In March, 1936, I changed her for an N.L.C. heavy chassis 4½-litre Invicta fabric saloon, making up another touring body with one of Miss Violette Cordery’s discarded shells and some of her other spare parts, the car being rendered as new in sea-green. This car must have been the lineal descendant of my old Talbot, having a lap speed of 85, similar road-holding, and a complete weight of 32½ cwt. At Aston-Clinton she took 20.8 seconds for the quarter, and was quite out-classed.

However, she was a most successful machine, and reduced my Shelsley figure to 54.99 seconds, having by now 6.8 to 1 compression ratio, and a maximum of 90 (3,800 r.p.m.) on the lower 8.9 ratio. MOTOR SPORT tested this car, so I must not duplicate the figures. [See issue July 1937.—Ed.]. Her engine is now in my Special tourer “Red Gauntlet,” and her present owner again keeps her with a standard engine, exactly as I myself would wish.
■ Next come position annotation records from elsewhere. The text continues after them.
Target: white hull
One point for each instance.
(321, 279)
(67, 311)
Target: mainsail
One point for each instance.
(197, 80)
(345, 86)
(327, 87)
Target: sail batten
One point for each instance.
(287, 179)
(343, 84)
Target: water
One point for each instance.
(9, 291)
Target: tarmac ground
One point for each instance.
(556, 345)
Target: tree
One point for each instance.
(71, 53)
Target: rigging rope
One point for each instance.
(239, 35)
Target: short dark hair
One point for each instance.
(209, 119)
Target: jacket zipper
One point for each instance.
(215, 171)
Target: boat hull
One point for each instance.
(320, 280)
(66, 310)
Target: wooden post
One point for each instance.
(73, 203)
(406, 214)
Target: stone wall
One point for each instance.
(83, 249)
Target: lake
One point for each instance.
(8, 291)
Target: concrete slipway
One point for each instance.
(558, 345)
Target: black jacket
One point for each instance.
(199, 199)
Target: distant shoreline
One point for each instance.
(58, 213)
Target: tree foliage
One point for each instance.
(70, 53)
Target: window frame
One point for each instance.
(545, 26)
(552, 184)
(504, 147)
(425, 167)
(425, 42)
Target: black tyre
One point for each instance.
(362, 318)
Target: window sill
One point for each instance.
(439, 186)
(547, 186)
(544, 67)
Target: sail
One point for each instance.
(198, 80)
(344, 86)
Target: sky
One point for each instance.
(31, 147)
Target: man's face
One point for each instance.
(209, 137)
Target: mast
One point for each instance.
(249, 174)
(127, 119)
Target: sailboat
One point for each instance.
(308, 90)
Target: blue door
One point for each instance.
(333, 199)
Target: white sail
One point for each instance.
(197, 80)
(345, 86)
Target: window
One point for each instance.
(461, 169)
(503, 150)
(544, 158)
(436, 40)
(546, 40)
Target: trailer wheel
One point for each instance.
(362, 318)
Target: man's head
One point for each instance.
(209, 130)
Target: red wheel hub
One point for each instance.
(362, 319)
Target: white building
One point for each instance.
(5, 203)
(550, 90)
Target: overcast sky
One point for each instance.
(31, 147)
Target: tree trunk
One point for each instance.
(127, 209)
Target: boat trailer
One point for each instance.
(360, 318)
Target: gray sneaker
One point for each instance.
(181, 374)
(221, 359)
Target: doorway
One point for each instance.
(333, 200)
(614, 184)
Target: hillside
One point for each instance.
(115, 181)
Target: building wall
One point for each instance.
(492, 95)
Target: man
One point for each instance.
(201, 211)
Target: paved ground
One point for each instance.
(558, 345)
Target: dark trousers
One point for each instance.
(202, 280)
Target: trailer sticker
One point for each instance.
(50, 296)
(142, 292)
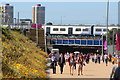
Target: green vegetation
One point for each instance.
(110, 35)
(21, 58)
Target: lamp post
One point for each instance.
(107, 24)
(36, 34)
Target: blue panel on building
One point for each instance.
(71, 41)
(65, 41)
(77, 41)
(96, 42)
(83, 42)
(59, 41)
(54, 41)
(89, 42)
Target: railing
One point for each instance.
(79, 42)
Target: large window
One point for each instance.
(78, 29)
(55, 29)
(85, 29)
(62, 29)
(104, 30)
(99, 30)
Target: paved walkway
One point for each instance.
(91, 70)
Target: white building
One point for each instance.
(38, 14)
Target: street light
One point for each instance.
(107, 24)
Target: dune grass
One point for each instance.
(21, 58)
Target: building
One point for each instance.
(6, 13)
(38, 14)
(85, 39)
(119, 13)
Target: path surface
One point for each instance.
(91, 70)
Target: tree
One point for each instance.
(49, 23)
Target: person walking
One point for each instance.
(116, 72)
(75, 59)
(80, 65)
(99, 57)
(95, 58)
(61, 62)
(71, 63)
(54, 62)
(106, 59)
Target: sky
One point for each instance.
(73, 13)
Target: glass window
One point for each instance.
(85, 29)
(62, 29)
(104, 29)
(78, 29)
(98, 29)
(55, 29)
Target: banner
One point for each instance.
(105, 45)
(34, 25)
(118, 41)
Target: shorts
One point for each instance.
(80, 65)
(71, 64)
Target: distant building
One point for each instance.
(38, 14)
(119, 13)
(6, 14)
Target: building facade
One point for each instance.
(6, 14)
(38, 14)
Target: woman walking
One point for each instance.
(80, 65)
(71, 63)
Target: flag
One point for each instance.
(34, 25)
(118, 41)
(105, 45)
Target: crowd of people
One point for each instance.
(80, 60)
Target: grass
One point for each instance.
(21, 58)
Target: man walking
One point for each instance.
(61, 62)
(116, 72)
(54, 62)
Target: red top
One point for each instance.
(7, 4)
(38, 4)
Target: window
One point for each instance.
(104, 29)
(62, 29)
(98, 30)
(55, 29)
(85, 29)
(78, 29)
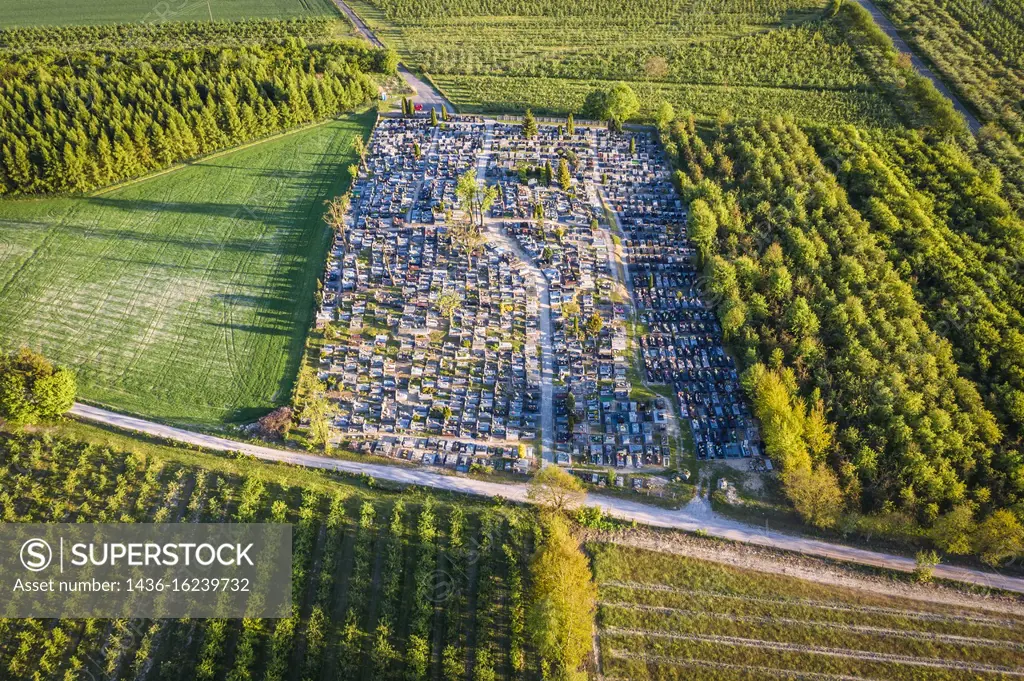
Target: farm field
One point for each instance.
(667, 616)
(186, 296)
(978, 47)
(64, 12)
(786, 56)
(385, 586)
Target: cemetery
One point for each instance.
(434, 347)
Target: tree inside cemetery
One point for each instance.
(448, 302)
(335, 215)
(564, 177)
(528, 125)
(466, 239)
(475, 198)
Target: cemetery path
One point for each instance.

In October, 1937, I bought my first low chassis Invicta, a special job built by Flood St. for Messrs. Gardner Diesel, and the last but one to be turned out (actually in 1935). Having bought her “less engine,” we converted her to spark-combustion, with an “A” type 4½ engine, having the steel sports con-rods; later additions being a sump-trap, clutch ventilator, and the new thin-metal bearings. The car weighs 31½ cwt. She is a little tail-light, but the tail has only come round twice, once on the Invicta Club’s Rally when at midnight a flock of sheep concealed in a slight dip in the road were encountered at high speed. I pulled into the Conway Control with wheels over an inch out of line, emitting a queer whistling sound from the tyres, the Club’s verdict being that “The Artful Monro had concealed the fact that the car was supercharged.” On the other occasion, we met a treacherous patch of ice, and she settled down in a reverse direction, when we were able to steer her perfectly straight to a standstill. These cars are not therefore the “Death Trap” that so many people seem to imagine. Her performance is 92 on top, and 77 on third (4,000 r.p.m.). She takes 20.6 for the standing quarter-mile, and 15 seconds from zero to 60, handling perfectly at Shelsley (51.5 seconds), and Prescott (57.09 seconds). I am still using her regularly as an alternate car.

This February we stripped another closed car, and Invicta’s late head tester, Tom Rotherham, put in all he knew to make this a real competition job. The chassis is shortened 6 in. and has an 8 gallon tank and skeleton mudguards, while a lot of drilling has taken place. She is the red two-seater known as “Red Gauntlet,” and weighs 25½ cwt., all in. She laps Brooklands at 94, maximum being 99 at 3,800 r.p.m. off the banking, and many of Healey’s features are incorporated, as Rotherharn was with him when the three Invictas won Glacier Cups in the Alpine. The braking system is his, and special: it is far more efficient, and the chassis is much more rigid than standard, without being uncomfortable.

Shelsley takes 49.7 seconds, this time with the third gear usable, and reaching 60 m.p.h. on this ratio before the changing down for the Esses and at the finish. Prescott takes 54½ seconds.

Special features of all Invictas I have owned are excellent seating position, and abnormal visibility, smooth and tireless engines, instantaneous starting, and a (to me) handsome radiator, set well back.

To conclude, for a short time I owned an O.M. 2-litre as spare car; an ex-Long Chassis saloon. I fitted her with roughly half a “tin” body, and her maximum was only 66, but steering, cornering and “balance of weight” were abnormally good. She, alas, is now in the breaker’s hands, as the engine was “past it.”

My wife now owns a 12/70 Alvis saloon, an excellent and most likeable car, but I must not comment on a current model, except to say that 78 m.p.h. with a 1,800 c.c. engine and 25 cwt., makes my sports Stars seem rather old-fashioned.